Family members can have different reactions to hearing about a child's diagnosis. Sometimes it's a relief because there's an explanation for the things that are challenging. Relatives might also feel sad or overwhelmed. It's normal to experience a range of emotions. They might also reject the diagnosis, which can leave you feeling very hurt and isolated.
"Initially receiving a diagnosis is a very big event. Sometimes hearing a diagnosis challenges parents' perceptions of what they envisioned parenthood would be," says Dr. Silverman. This is also true for grandparents. "Sometimes relatives, like parents, need to take some extra time to put the pieces together. Frustration or confusion or anger—they are not uncommon. Sometimes we need time to process it," she says.

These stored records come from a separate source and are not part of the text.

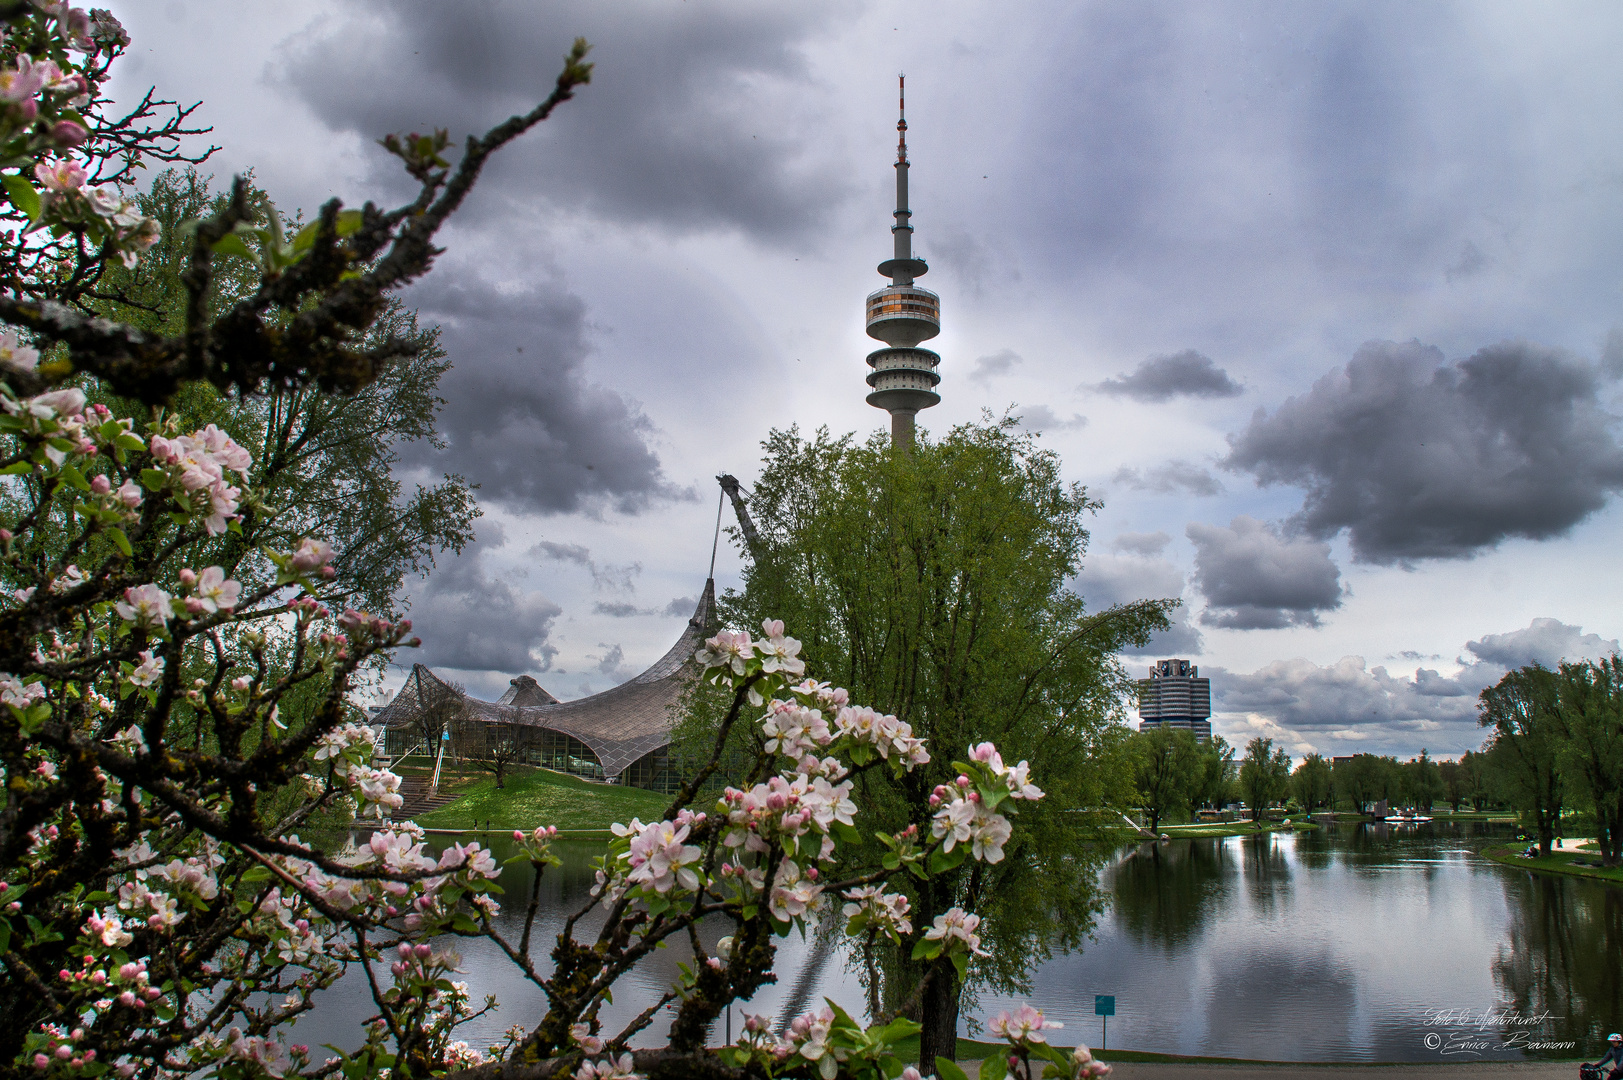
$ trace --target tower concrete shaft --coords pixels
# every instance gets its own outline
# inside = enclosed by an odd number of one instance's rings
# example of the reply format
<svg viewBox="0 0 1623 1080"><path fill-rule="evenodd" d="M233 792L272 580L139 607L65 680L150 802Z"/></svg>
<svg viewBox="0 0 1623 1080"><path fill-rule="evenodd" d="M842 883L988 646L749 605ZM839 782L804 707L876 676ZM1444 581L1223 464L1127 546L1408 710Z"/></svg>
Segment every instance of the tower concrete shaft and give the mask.
<svg viewBox="0 0 1623 1080"><path fill-rule="evenodd" d="M939 404L935 392L941 357L918 347L941 333L941 300L914 279L929 271L913 257L913 212L907 205L907 80L901 79L901 109L896 123L896 224L891 226L892 257L879 264L890 285L868 295L868 336L888 348L868 354L868 404L890 413L893 446L913 445L913 421L920 409Z"/></svg>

Let your family members express their feelings, but also tell them that you're working with a team of providers to do what's best for your child. You can also say that they are important to you and your child, so you hope they will be supportive.
Use your doctor if necessary.
If family members' reactions don't seem to be improving, Dr. Rosenthal recommends thinking about why they might be resistant. He says three common reasons are:
- They don't understand autism so they push it aside.
- They think they know what autism is and they don't agree it's the right diagnosis.
- They don't know how to handle it and it's overwhelming for them to consider.
"I've had situations where I've encouraged parents to have their extended family come in if that person was having trouble coping or understanding what was happening," he says.
"Psychoeducation can be helpful for everyone no matter what. If people have really big misconceptions about the diagnosis or are feeling helpless, this is an opportunity to educate them."
Dr. Rosenthal also notes that if you are currently going through the evaluation process, it can be a good idea to have your relatives come in for the feedback.
Dr. Silverman suggests that parents download the 100 Day Kit from Autism Speaks, which also has tips specifically for grandparents, brothers and sisters, and extended family members.
"I tell people to download this kit and then go on a 30 day internet fast," says Dr. Silverman. "Stay off of it. The great thing about the internet is that it gives us so much information, and the bad thing is that anybody who has an idea can write something and it can be toxic or incorrect. "
For family members who prefer books, she also recommends The Official Autism 101 Manual by Karen L. Simmons.
Ask people for help (and be specific!).
This can actually be a relief for you and the people you're asking because it's in our nature to want to help family and friends, but sometimes people don't because they aren't sure how or are afraid they might be overstepping. So if you want help, say it.
Talk with other parents.
Parents making sense of a new diagnosis can sometimes feel overwhelmed and alone. Dr. Silverman says that one of the most important things, besides getting good treatment, is spending time with other special needs parents. "Being in the company of other parents can make you feel strong rather than alone and isolated. It's important to have people who get it," she says. "They can say, 'Someone said that to me too, and it's so frustrating because that's not the way it is.' "
Your child's doctor might be able to recommend a local support group, or you could look online or network with other parents at special needs sports or activity groups.